Tax-disc-275x206

While getting of the tax disc has grabbed all the attention, van users should look a little deeper into the Autumn Statement

AMONG the good and bad news in the Chancellor’s Autumn Budget was buried a nugget which most people seem to have missed – benefit in kind and the fuel benefit charge on van drivers will be increasing next year.

Company van tax on van drivers has been rather a grey area since it was changed in 2005. In the old days drivers had to pay tax if vans were taken home at night, but at present most drivers don’t pay it as they are now allowed to take their vans home and use them occasionally to pop down to the shops without coughing up.

But those who can use their vehicles at weekends, holidays etc have a £3000 Benefit in Kind (BIK) charge loaded on to their tax bills, which means 20% taxpayers have to pay £600 a year in company van tax. If free fuel is included, another £564 in BIK is added, which increases the tax bill by £112.

From next year Chancellor George Osborne has decided that the BIK rate will rise to £3090 and the fuel charge to £581, which means drivers will pay £618 and £116 respectively. So it’s not forgotten sadly…

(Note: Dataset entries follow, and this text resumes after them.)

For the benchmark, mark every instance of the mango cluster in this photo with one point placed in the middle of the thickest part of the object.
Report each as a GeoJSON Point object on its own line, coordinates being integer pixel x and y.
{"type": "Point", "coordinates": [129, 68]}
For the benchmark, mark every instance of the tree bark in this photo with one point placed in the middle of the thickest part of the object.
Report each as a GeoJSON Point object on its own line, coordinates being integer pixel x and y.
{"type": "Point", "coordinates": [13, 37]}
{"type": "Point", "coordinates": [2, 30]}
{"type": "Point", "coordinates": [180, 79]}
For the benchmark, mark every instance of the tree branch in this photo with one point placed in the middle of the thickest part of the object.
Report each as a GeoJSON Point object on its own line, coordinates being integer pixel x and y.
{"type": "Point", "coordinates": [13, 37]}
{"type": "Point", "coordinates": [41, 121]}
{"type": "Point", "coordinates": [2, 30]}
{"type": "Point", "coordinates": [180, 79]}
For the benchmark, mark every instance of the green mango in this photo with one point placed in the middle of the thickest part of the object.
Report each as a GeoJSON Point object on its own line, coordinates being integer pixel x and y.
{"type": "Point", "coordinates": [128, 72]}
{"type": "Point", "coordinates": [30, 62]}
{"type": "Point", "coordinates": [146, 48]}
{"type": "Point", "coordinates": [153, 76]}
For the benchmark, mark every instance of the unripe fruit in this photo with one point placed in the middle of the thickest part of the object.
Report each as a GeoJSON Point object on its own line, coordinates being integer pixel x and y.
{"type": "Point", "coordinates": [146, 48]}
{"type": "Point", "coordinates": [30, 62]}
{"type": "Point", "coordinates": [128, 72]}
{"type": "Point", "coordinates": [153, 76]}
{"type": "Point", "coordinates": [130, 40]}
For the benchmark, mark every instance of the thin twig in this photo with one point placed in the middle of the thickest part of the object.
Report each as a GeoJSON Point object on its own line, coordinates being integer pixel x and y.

Other relevant news from the statement:

 

VED

From October 2014 van operators will no longer have to show a tax disc as they are being scrapped. The Government says that from that date the paper tax displayed in the windscreen of a vehicle will no longer be issued.

Sadly it’s not the end of VED though.

Abolition of the tax disc has been made possible because of the increasing use of an electronic register of cars, vans and lorries linked to number plate recognition equipment to identify tax dodgers.

The move is aimed at reducing the administration burden and costs by about £7 million. The disc was described in the Autumn Statement as an “administrative inconvenience for millions of motorists”.

 

Fuel duty

The Chancellor has cancelled next year’s planned 1.6p a litre rise in fuel duty which ensures the tax will be frozen for the remainder of the current Parliament.

It is the latest planned fuel duty increase proposed and then axed by the Government and means that duty will have been frozen for almost four-and-a-half years, the longest freeze for more than 20 years.

Fuel duty in real terms is forecast to fall over the course of the current Parliament by 14%. Had the Government implemented pre-2010 plans for the fuel duty escalator, rates would have increased by 7%, it says.